Individuals with Higher Levels of Autistic Traits Show More Lexically-Guided Perceptual Learning
Speech is inherently variable as people pronounce words differently depending on, e.g., accent, dialect, gender or age. To cope with this variation, in our social interactions, we continuously tune into individual speakers. More specifically, we employ lexical and phonotactic knowledge to decode ambiguous speech sounds; and we adjust our phonetic categories (in broad terms: our expectations for how phonemes ought to sound) to include such ambiguous sounds. This phenomenon, referred to as lexically-guided perceptual learning is important for our ability to communicate effectively.
Lexically-guided perceptual learning is also relevant to a family of recent theories of autistic perception formulated within the Bayesian and the predictive-coding computational frameworks. These accounts propose that autistic individuals present fundamental limitations in calibrating their perceptual systems to current environments by using knowledge accrued from recent sensory experiences. Previous studies have examined such limitations focusing on non-linguistic domains. In this study, we examine whether such limitations are also present in speech perception. If so, we should predict that autistic individuals and individuals with higher levels of autistic traits present less pronounced lexically-guided perceptual learning effects compared to individuals with lower levels of autistic traits.
We sought to test this prediction by examining the relationship between lexically-guided perceptual learning and autism traits in adults.
In an ongoing study, we tested 47 adults (22 females) aged between 18 and 64 (M = 26.07; SD = 10.80). Each participant was administered a lexically-guided perceptual learning paradigm from an existing study (Drozdova et al., 2015) and subsequently completed the Autism Quotient questionnaire.

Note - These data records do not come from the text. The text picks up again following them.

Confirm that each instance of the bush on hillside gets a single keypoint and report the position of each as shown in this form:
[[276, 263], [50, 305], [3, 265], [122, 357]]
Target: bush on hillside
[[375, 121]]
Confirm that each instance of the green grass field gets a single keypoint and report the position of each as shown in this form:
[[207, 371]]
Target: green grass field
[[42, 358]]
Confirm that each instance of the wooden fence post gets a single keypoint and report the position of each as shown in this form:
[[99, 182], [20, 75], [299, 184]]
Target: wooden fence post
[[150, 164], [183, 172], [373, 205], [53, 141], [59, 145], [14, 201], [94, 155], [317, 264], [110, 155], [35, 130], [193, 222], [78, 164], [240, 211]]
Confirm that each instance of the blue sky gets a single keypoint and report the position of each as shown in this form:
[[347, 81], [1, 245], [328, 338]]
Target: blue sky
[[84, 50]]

The lexically-guided perceptual learning paradigm had an ‘exposure-test’ design. Participants were first exposed to a short story containing an ambiguous sound from the [l/r] continuum. Each participant heard one of two versions of the story (learning conditions), in which the ambiguous sound replaced either all [r] sounds or all [l] sounds. Next, participants completed a phonetic-categorization task on a continuum of ambiguous [l/r] sounds.

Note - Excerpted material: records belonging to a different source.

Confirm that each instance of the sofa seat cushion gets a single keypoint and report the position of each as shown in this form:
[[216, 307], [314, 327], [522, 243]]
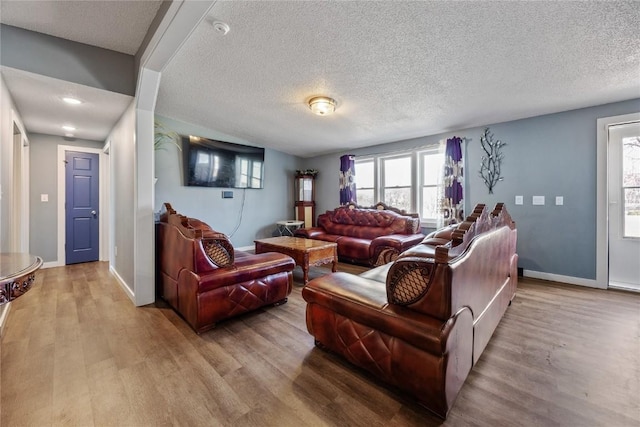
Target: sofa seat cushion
[[246, 268], [365, 301], [354, 248], [326, 237]]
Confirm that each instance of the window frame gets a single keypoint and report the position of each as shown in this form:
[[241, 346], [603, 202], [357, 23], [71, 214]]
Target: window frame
[[417, 175]]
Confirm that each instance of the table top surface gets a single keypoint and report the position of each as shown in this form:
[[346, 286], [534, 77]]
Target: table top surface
[[290, 222], [297, 243], [13, 265]]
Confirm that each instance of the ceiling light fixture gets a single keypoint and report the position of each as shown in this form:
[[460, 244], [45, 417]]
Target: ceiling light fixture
[[221, 27], [72, 101], [322, 105]]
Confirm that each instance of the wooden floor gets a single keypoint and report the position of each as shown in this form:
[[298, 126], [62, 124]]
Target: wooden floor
[[76, 352]]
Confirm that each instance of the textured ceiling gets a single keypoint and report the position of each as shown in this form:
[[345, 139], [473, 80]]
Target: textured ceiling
[[115, 25], [39, 100], [397, 69]]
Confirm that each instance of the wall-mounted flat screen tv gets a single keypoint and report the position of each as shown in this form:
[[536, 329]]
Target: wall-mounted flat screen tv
[[211, 163]]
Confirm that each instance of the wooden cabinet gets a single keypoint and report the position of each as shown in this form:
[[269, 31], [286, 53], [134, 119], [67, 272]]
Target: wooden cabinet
[[305, 194]]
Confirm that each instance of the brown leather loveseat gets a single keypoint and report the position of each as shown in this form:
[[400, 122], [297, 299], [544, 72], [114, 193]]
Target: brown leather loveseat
[[370, 236], [205, 280], [421, 322]]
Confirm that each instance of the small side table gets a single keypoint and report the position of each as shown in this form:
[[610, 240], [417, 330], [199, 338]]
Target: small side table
[[286, 228]]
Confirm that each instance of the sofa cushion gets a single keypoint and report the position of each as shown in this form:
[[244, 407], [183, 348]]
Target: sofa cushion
[[354, 248]]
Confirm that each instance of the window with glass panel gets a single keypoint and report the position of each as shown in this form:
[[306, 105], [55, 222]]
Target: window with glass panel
[[431, 175], [408, 181], [397, 173], [365, 179], [631, 186]]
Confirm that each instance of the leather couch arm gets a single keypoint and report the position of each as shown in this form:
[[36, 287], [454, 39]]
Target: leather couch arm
[[385, 249], [310, 232], [401, 242], [246, 268]]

We analysed the responses in the phonetic-categorization task with mixed-effect statistical modelling, and used the number of responses that were consistent with the learning condition as the dependent variable, similar to the original study. Here, the fitted statistical model also included effects of autistic symptomatology.

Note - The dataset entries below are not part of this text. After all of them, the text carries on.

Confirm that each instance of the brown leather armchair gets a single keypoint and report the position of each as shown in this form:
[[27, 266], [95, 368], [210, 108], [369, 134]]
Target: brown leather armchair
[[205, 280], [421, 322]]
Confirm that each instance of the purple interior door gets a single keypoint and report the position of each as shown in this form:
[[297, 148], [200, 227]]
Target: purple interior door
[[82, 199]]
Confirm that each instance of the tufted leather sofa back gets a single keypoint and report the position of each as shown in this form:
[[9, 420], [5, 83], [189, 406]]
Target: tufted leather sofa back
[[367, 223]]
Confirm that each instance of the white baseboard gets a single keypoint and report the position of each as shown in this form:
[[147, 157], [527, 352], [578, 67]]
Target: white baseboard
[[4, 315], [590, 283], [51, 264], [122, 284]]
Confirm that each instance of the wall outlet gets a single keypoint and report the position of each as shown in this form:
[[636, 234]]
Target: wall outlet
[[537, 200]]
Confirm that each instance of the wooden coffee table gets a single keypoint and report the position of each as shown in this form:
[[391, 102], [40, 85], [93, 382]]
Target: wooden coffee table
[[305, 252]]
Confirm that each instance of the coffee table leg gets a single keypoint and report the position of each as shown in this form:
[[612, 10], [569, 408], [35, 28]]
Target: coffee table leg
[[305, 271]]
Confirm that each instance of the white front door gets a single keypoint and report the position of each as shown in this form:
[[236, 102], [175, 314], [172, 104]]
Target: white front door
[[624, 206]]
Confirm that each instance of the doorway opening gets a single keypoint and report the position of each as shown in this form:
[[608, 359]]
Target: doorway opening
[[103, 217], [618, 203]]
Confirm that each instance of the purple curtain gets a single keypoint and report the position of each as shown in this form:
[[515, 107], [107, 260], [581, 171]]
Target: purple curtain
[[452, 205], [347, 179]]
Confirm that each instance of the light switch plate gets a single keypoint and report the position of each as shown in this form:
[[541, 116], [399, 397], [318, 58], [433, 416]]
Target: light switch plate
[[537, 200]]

Analyses showed that, on average, our participants presented reliable lexically-driven perceptual learning effects, which, similar to the original study, manifested in the first levels of the [l/r] continuum. Contrary to our prediction, individuals with higher levels of autistic traits presented more pronounced lexically-driven perceptual learning effects than individuals with lower levels of autistic traits.
The patterns of individual variability in lexically-driven perceptual learning effects in our study are in the opposite direction to our prediction based on recent Bayesian and predictive-coding accounts of autistic perception. Our results challenge these accounts to accommodate individual differences in speech processing.
Our results are consistent with accounts suggesting enhanced perceptual abilities in autistic individuals or individuals with higher levels of autism traits. Our current work involves explicitly examining differences between autistic and neurotypical individuals in lexically-driven perceptual learning.